Jeep revived the Cherokee for a sixth generation (KM) in August 2025. It is based on the STLA Large Transverse platform. It was launched with a 1.6-liter Stellantis Prince engine EP6CDTX turbocharged four-cylinder hybrid drivetrain only, with the potential for a gasoline ICE-only model later, possibly the 2.0 L Hurricane 4 EVO Turbo-I4 in late 2026 for the 2027 model year. Production started in August 2025 at Toluca Car Assembly for the 2026 model year, although on October 14, 2025, Stellantis CEO Antonio Filosa announced that as part of the company's $13 billion US investment, production of the Cherokee (KM) would be moved to the long idled Belvidere Assembly Plant in Belvidere, Illinois for the 2027 model year from Toluca. In May 2026 this plan was cancelled and the Cherokee will permanently be produced in Toluca. As Belvidere will now serve as the hub for vehicles riding on the company’s new architecture the STLA One platform.

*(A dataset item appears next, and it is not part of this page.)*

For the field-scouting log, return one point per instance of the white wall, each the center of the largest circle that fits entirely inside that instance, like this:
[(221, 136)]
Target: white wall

==Call to change the name==

In February 2021, Chuck Hoskin, Jr., principal chief of the Cherokee Nation, called for Jeep to change the vehicle's name. "I think we're in a day and age in this country where it's time for both corporations and team sports to retire the use of Native American names, images and mascots from their products, team jerseys and sports in general." The Cherokee Nation had previously made no official request to stop using the name since its introduction in 1973. There is no copyright on the Cherokee name, and the tribe was not offered royalties for its use. A Stellantis spokesperson said that vehicle names "have been carefully chosen and nurtured over the years to honor and celebrate Native American people for their nobility, prowess, and pride."

By March 2021, Carlos Tavares stated that Stellantis was open to dropping the Cherokee name from its vehicles, and "the company was in talks with the Cherokee Nation over the use of tribe's name on its SUVs." Following the discussions, Jeep will continue the Cherokee name on some versions of the vehicles. In 2023, the Cherokee was discontinued "after 49 years of serving as a staple in Jeep's lineup, as well as the foundation for many modern SUVs" but the larger Grand Cherokee model continued. The Cherokee returned for the 2026 model year.